Zum Einsatz kommt ein AMD Ryzen 9 3900XT, welcher auf einem MSI X570 ACE mitsamt 16 GiB DDR4-3800 Speicher verbaut ist. Die aktuelle BIOS-Version mit dem "Zen-3-Ready" AGESA 1.0.8.0 ist im Betrieb. Gekühlt wird die CPU mithilfe eines NZXT Kraken X62. Als Grafikkarte ist die bekannte MSI RTX 2080 Ti Gaming Z Trio verbaut.
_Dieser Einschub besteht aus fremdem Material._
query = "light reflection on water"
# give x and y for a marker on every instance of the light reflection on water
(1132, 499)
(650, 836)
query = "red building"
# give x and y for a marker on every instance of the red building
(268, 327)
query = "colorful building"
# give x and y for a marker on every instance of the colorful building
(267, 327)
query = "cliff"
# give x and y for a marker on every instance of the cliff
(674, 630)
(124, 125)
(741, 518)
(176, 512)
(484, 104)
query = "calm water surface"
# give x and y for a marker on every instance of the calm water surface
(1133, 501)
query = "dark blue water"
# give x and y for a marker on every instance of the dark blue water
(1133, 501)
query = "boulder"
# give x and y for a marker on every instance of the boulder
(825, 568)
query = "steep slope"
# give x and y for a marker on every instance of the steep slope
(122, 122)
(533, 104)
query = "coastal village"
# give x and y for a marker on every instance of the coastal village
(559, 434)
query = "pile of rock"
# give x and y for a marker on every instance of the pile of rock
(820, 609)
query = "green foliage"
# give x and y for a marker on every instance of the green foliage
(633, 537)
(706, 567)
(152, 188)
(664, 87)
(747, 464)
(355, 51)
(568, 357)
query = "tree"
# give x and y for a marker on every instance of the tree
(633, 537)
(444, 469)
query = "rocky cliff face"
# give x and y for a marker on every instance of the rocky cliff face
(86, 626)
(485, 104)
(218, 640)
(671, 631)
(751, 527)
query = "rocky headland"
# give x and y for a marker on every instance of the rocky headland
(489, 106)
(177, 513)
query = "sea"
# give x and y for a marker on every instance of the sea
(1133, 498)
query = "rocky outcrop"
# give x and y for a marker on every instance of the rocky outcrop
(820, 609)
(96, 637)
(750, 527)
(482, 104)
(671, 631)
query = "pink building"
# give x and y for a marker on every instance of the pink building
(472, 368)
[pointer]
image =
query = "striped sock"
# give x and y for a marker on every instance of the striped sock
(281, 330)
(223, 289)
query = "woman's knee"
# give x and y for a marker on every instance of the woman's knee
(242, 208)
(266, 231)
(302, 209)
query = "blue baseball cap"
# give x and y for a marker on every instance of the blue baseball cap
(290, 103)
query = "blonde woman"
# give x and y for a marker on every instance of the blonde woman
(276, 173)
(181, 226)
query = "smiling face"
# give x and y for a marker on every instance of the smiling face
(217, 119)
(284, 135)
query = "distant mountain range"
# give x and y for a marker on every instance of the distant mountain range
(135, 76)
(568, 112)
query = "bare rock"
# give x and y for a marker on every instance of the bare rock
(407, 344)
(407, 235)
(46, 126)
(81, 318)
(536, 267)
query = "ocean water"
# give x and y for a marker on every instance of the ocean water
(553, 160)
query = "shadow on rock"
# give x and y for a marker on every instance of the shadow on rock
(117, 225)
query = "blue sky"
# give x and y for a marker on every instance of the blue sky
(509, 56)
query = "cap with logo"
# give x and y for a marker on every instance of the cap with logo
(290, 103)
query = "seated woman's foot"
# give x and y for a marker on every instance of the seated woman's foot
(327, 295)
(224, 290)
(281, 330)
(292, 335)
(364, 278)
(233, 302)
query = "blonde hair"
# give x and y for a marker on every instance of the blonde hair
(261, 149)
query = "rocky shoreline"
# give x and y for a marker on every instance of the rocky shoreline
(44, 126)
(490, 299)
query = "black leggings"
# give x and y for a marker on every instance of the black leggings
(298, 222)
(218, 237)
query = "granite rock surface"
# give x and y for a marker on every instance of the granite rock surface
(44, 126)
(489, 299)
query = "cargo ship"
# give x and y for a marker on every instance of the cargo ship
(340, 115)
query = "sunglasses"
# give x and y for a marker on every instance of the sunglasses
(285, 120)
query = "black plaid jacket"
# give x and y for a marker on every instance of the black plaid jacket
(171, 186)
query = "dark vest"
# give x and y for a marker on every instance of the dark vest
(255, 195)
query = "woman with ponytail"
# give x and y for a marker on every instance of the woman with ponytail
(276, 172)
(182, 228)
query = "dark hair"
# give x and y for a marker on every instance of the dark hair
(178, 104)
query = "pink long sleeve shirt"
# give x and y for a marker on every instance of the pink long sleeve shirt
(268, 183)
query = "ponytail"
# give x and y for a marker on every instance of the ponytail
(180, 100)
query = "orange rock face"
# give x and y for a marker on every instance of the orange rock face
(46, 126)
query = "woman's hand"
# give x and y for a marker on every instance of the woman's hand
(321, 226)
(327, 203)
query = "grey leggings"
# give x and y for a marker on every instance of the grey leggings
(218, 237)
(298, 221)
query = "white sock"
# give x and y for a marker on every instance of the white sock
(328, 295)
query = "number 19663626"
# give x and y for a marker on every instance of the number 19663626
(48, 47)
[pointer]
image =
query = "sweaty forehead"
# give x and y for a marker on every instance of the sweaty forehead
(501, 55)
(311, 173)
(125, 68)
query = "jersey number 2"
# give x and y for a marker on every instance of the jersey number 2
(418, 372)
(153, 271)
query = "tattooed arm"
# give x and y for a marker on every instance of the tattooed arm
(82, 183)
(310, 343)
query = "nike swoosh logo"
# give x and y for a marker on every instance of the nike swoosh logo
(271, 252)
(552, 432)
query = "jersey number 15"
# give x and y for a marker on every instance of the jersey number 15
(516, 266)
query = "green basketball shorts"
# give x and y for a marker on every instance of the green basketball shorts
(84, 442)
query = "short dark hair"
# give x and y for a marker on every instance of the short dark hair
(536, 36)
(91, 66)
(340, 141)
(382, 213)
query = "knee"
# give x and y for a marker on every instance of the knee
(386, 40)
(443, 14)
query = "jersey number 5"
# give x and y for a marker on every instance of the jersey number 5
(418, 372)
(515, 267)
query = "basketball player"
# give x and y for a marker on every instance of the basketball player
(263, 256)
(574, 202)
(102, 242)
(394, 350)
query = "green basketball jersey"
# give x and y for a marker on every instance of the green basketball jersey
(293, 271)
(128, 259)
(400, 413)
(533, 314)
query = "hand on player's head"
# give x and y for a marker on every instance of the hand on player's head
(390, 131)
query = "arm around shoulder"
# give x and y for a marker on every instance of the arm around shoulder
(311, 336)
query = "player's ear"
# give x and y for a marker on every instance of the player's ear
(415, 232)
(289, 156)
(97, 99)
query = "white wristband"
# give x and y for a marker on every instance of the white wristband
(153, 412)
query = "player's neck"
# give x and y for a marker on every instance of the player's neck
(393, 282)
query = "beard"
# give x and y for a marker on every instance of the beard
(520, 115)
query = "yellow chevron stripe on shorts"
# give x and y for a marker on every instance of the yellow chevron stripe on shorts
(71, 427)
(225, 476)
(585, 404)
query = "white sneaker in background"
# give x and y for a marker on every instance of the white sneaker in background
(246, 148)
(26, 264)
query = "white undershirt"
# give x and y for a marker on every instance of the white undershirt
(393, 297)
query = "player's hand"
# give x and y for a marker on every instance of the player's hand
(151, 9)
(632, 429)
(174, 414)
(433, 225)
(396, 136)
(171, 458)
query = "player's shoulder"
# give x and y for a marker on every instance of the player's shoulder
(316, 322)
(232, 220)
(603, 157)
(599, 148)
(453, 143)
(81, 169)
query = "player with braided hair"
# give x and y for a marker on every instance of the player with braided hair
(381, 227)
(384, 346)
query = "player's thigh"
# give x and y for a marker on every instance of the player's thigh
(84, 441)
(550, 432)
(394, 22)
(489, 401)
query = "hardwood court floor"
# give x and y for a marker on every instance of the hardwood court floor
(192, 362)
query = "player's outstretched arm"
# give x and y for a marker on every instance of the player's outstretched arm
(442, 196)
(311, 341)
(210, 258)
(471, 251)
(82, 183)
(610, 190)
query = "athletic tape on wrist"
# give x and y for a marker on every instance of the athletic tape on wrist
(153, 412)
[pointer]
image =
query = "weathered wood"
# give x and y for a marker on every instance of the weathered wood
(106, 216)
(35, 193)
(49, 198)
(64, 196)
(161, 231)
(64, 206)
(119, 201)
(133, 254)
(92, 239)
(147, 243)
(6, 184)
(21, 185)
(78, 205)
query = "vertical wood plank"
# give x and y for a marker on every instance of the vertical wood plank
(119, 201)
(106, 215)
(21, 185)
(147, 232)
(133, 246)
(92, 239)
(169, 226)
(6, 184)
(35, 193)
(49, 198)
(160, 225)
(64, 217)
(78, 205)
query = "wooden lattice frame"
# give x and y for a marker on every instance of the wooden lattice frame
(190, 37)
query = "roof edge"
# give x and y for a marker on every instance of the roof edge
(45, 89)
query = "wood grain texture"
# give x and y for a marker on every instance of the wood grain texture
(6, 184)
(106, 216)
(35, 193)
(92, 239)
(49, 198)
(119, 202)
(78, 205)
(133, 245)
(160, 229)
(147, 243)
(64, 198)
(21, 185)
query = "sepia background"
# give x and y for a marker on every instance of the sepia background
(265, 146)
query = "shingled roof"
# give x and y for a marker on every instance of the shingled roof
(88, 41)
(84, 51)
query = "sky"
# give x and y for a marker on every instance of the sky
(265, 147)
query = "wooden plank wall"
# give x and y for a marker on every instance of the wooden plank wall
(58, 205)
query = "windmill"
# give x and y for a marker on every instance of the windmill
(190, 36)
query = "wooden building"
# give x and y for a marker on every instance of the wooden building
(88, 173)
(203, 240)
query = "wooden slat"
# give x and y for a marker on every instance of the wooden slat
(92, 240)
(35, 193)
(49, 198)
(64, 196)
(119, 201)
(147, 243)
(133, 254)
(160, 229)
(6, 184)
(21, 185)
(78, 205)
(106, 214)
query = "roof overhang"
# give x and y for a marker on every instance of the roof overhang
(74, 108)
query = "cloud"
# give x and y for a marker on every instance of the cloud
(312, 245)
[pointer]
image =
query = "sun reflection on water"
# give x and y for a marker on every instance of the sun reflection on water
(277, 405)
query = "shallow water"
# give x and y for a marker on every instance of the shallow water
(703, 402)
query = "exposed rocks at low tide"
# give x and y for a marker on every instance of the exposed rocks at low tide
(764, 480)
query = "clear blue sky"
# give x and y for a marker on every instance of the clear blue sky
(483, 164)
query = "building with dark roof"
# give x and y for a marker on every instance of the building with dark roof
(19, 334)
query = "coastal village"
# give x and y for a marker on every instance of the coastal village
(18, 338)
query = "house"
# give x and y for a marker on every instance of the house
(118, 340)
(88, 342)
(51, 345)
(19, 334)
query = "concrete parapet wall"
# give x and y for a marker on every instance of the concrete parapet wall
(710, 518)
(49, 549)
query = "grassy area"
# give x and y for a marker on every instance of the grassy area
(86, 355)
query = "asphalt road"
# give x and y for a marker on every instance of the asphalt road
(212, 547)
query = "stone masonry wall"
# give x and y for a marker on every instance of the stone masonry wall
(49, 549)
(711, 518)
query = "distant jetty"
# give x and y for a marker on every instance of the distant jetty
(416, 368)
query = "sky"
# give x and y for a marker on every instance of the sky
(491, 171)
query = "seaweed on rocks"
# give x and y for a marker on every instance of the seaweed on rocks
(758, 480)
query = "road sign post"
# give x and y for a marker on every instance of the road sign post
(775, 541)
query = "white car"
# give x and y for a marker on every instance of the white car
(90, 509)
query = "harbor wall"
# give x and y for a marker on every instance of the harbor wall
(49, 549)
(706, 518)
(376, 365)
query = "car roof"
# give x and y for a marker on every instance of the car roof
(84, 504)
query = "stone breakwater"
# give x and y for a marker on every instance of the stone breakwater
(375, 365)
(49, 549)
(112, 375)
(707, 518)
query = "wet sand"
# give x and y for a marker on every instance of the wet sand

Vergleichswerte liefern uns unsere händisch übertakteten Ryzen 9 3900X in den GPU-Testsystemen. Diese CPUs laufen mit 4,5 GHz "all core" und einem IF-Takt von 1.900 MHz bei synchronen 32 GiB DDR4-3800 Speicher mit CL14, 1T, sie sind also ein ernstzunehmender Gegner. Zudem steht ein Vergleich mit einem auf 5,2 GHz übertakteten Intel Core i9-10900K und einem auf 5 GHz übertakteten Core i9-9900K auf dem Programm. Allerdings unterscheiden sich die Systeme aus Zeitgründen hinsichtlich ihrer Speicherbestückung- sowie Frequenz. Den Core i9-10900K betreiben wir bei DDR4-3600 und den Core i9-9900K bei DDR4-3866. Wir wählen Spiele aus, bei denen der Speicher nur einen geringen Einfluss besitzt, sodass die Werte vergleichbar werden.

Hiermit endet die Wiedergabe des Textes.